Tuesday, September 25, 2018

The Rise and Fall of Ancient Egypt, by Toby Wilkinson

Today I'm looking at a history of Ancient Egypt that covers history from the early origins of the Egyptian kingdom in the 3000s BCE up to the first century BCE with the annexation of Egypt by the Roman Empire. When dealing with a history of literally thousands of years obviously this is a very broad overview rather than a detailed history, which is further hampered by the fragmented nature of the information available. Compared to the biography of Hatshepsut which went into the life of not just Hatshepsut but her stepson and heir as well, this book takes a far more general approach. However, Wilkinson does have the advantage of drawing upon the centuries of written records and archaeological evidence to piece together the story of ancient Egypt.

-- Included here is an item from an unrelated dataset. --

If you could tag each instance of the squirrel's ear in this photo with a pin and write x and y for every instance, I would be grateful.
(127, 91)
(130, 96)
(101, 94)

For the most part Wilkinson does a pretty good job of talking about the history of Egypt and it's very obvious that he's spent many years in the field of Egyptology. Wilkinson relies not only on the written record but on artifacts ranging from temples to tombs to grave goods to ordinary items. Based on the fact that someone was able to write an entire book about Hatshepsut while Wilkinson barely mentions her at all, it suggest to me that Wilkinson picked and chose from what he thought were the most significant pharaohs to talk about rather than going into detail about all of them. Even when details are available (which apparently are in some cases) to go into detail about every pharaoh would be a much larger book. Because I know basically nothing about ancient Egypt I'm unable to comment one way or another on Wilkinson's decisions.

I will say that there were some comments that left me a little concerned, especially a comment Wilkinson made about the names of pharaohs sounding juvenile to modern English ears and offhandedly saying that maybe the cosseted lifestyle of the Egyptian royalty created a band of decadent and infantile pharaohs. This argument is so facile that I can't believe it ever made it past the editor, much less was included in the book. Even as a joke this comment is incredibly insensitive and makes me really concerned about Wilkinson. I know this is a really small and specific thing to worry about, but it feels like a really big deal to me.

There were a few other comments that concerned me but not as great as the comment about Egyptian names. Wilkinson placed a large amount of emphasis on the Israelites and their Bronze Age kingdoms. Now because I haven't studied a bunch of ancient history outside of Rome, I don't know the status of the Bible as a historical source but I know that it can't be taken as complete historical fact. However based on what I read Wilkinson seems to take the Bible as historical fact and seems to get downright confused when Egyptian sources don't mention King Solomon. He actually seems to get offended when the first Egyptian source that mentions the tribe of Israel only as a minor enemy. Except for all we know at this time Israel was a minor tribe, not a kingdom receiving ambassadors from the major powers of the ancient world.

I'm assuming that Wilkinson does a good job assessing the Egyptian sources but his comments raise some concerns on my part. Because I know so little about this I'm going to say for now this seems a good general overview but if I get more information I may have to change my analysis.